The men credit Bucher for keeping them together as a crew during the long ordeal.

“I can honestly say if it were not for his leadership, we of the Pueblo would not be here today,” Schumacher said.

They say that Wednesday’s ceremony was a way of honoring him more than anything else.

“Bucher is still the soul of the crew,” said Bob Hill, of Salisbury, Md., a 19-year-old boatswain’s mate at the time of his captivity.

“There is a lot of love and respect there that will never go away.”

After their release Dec. 23, 1968, the Pueblo crew was awarded 12 medals for heroism during their captivity and 97 medals for individual resistance efforts. They were each awarded the Purple Heart for the beatings they underwent.
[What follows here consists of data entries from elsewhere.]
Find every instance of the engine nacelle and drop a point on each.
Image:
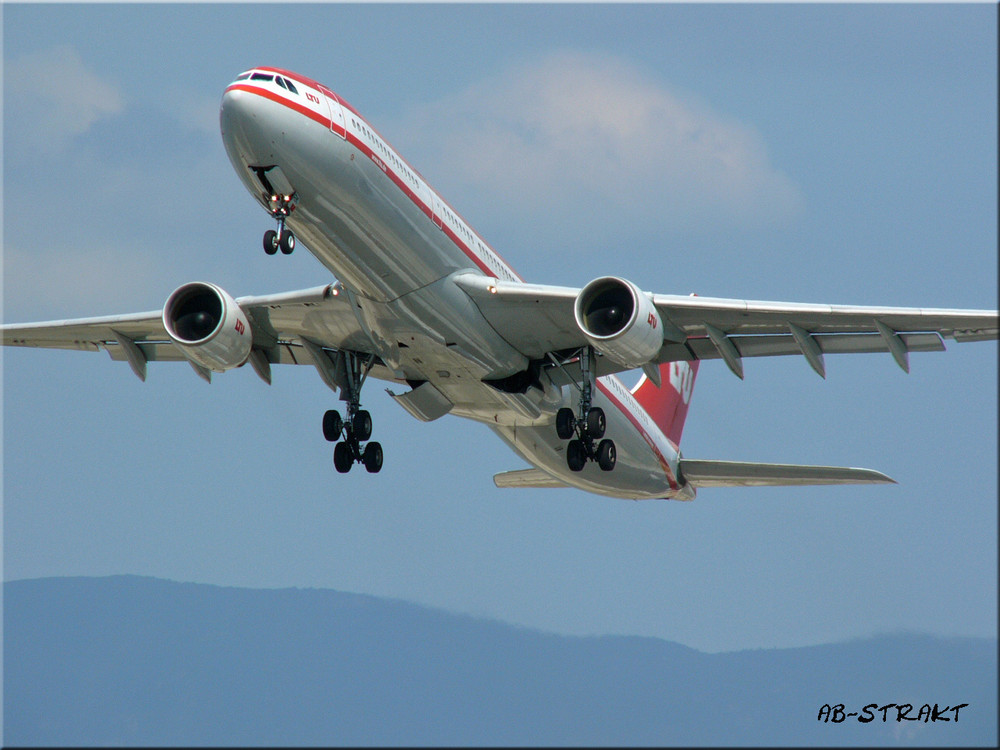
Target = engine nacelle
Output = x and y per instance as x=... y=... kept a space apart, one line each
x=619 y=321
x=208 y=326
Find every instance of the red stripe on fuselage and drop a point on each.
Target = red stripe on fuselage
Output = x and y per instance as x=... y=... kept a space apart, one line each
x=427 y=210
x=365 y=149
x=642 y=431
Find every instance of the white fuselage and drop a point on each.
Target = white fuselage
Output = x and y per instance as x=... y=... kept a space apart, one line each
x=374 y=222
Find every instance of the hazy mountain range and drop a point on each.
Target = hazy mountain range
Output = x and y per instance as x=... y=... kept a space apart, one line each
x=126 y=660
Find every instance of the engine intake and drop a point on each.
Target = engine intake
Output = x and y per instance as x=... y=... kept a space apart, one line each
x=619 y=321
x=207 y=325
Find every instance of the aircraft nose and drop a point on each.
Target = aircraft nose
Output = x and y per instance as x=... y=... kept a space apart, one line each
x=243 y=131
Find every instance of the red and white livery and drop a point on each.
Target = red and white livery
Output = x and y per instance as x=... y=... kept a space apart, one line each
x=422 y=301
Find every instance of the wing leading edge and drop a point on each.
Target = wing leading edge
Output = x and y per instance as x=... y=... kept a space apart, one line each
x=538 y=319
x=703 y=473
x=288 y=328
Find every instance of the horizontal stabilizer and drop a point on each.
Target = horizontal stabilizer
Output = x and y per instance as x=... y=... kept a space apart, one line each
x=526 y=478
x=743 y=474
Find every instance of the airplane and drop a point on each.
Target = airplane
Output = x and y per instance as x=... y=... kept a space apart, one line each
x=422 y=302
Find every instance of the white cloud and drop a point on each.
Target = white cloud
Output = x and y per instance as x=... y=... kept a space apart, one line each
x=591 y=132
x=51 y=97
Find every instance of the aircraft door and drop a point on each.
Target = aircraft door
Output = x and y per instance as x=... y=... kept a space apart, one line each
x=337 y=123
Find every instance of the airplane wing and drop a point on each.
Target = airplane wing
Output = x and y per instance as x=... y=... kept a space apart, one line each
x=522 y=478
x=538 y=319
x=702 y=473
x=301 y=327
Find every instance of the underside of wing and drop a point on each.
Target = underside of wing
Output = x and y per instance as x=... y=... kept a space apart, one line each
x=302 y=327
x=526 y=478
x=538 y=319
x=702 y=473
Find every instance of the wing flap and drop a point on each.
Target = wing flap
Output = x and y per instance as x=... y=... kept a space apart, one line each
x=526 y=478
x=538 y=319
x=705 y=473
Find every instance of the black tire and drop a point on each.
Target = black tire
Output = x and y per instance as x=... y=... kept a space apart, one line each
x=576 y=456
x=343 y=458
x=270 y=242
x=287 y=242
x=607 y=455
x=565 y=422
x=597 y=423
x=361 y=426
x=373 y=457
x=333 y=425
But the Navy considered a court martial for Bucher for allowing the Pueblo to fall into enemy hands. He was criticized for not resisting the attack, scuttling the ship or destroying more classified material.

Bucher said he actually pushed for a court martial in an effort to clear his name. But he thinks the Navy never intended to allow one to happen.

A trial would have revealed how the Navy brass, the Pentagon and the intelligence community all failed to act on indications that the Pueblo was at risk of attack, he said.

“There were some areas where they should have given us better support and they didn’t,” Bucher said. “They didn’t want that to come out.”

Bucher and crew members say the recent standoff between China and the United States over China’s detention of 24 Navy members of a damaged surveillance plane brought back poignant memories.

“I don’t think there was a heck of a lot else that could have been done in this instance,” he said.

Bucher said he is still angry at the way high-level mistakes which led to the Pueblo’s capture have been covered up or remain classified.

But he feels confident the full truth of the Pueblo incident will come out and that its crew will get their due.

“All that information is bound to come out,” he said. “But whether it comes out in my lifetime or not, I don’t know.”